The averaging procedure of the coupling matrix element T_DA reflects the fact that many tunneling orbitals are statistically mixed in the course of protein dynamics. Different nearly degenerate electronic states are typically localized differently in the Fe/S cluster due to the anti-ferromagnetism; this means that the tunneling orbitals in the core regions are constantly changing in time, driven by the thermal dynamics of the protein environment. On the other hand, different tunneling orbitals, while having different structure at the cluster regions, are similar in the intervening protein space, where they extend their tunneling tails. It is the tail region of the wave functions that determines the efficiency of electron coupling between metal sites and the character of electron propagation in the protein matrix. Since the tunneling tails are more or less invariant in shape but depend strongly, in absolute value, on the orbital types, and since different orbitals with close energies are expected to be mixed in the course of thermal dynamics of the protein, a statistical renormalization of the tunneling orbitals and the corresponding tunneling matrix element is reasonable to evaluate the dynamical average of the coupling matrix element.
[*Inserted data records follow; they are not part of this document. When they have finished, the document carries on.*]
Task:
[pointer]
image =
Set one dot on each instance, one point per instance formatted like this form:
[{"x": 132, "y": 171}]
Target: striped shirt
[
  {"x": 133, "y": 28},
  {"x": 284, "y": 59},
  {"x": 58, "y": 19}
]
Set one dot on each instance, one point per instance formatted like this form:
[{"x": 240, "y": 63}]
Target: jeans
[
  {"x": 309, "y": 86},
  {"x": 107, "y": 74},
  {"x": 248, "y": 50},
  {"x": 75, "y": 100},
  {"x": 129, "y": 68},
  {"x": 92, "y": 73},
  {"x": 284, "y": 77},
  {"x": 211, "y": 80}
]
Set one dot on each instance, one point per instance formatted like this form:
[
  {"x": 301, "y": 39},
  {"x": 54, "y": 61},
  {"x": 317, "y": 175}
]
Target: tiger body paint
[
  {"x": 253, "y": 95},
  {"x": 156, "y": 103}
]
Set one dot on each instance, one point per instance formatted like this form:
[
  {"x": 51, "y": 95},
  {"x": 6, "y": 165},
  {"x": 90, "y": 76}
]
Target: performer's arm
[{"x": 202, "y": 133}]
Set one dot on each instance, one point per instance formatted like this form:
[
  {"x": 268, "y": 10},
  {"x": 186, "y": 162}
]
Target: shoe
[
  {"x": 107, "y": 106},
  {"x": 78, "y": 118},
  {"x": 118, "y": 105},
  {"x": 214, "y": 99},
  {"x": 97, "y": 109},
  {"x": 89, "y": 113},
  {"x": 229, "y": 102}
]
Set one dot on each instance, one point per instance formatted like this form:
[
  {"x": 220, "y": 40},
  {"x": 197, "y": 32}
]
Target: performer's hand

The internal water has been shown to accelerate the electron transfer kinetics so as to achieve the physiologically meaningful rate, and log of the electron transfer rate with internal water has a liner relationship with tunneling distance with the negative slope close to a typical value. Both results strongly suggest that the internal water play an essential role as a mediator of electron transfer in physiological conditions.

Since it is indicated that the dynamical mixing of the donor and acceptor BS electronic alters the electron tunneling pathways in intervening protein regions dynamically in N6a→N6b, the thermal fluctuations of the protein nuclear configurations and positions of the internal water can also dynamically change the instantaneous tunneling pathways, and can thus affect the resulting electron transfer rates, which should be investigated in future studies.

Figure 11.

Natural logarithms of the simulated electron transfer rates (in s⁻¹) versus the tunneling distance between gateway atoms (in Å). The negative slope of the least-squares line (solid line) is 1.3. The number is equivalent to 0.56 in base 10 logarithm, reproducing a typical value 0.6 in proteins ⁴⁵.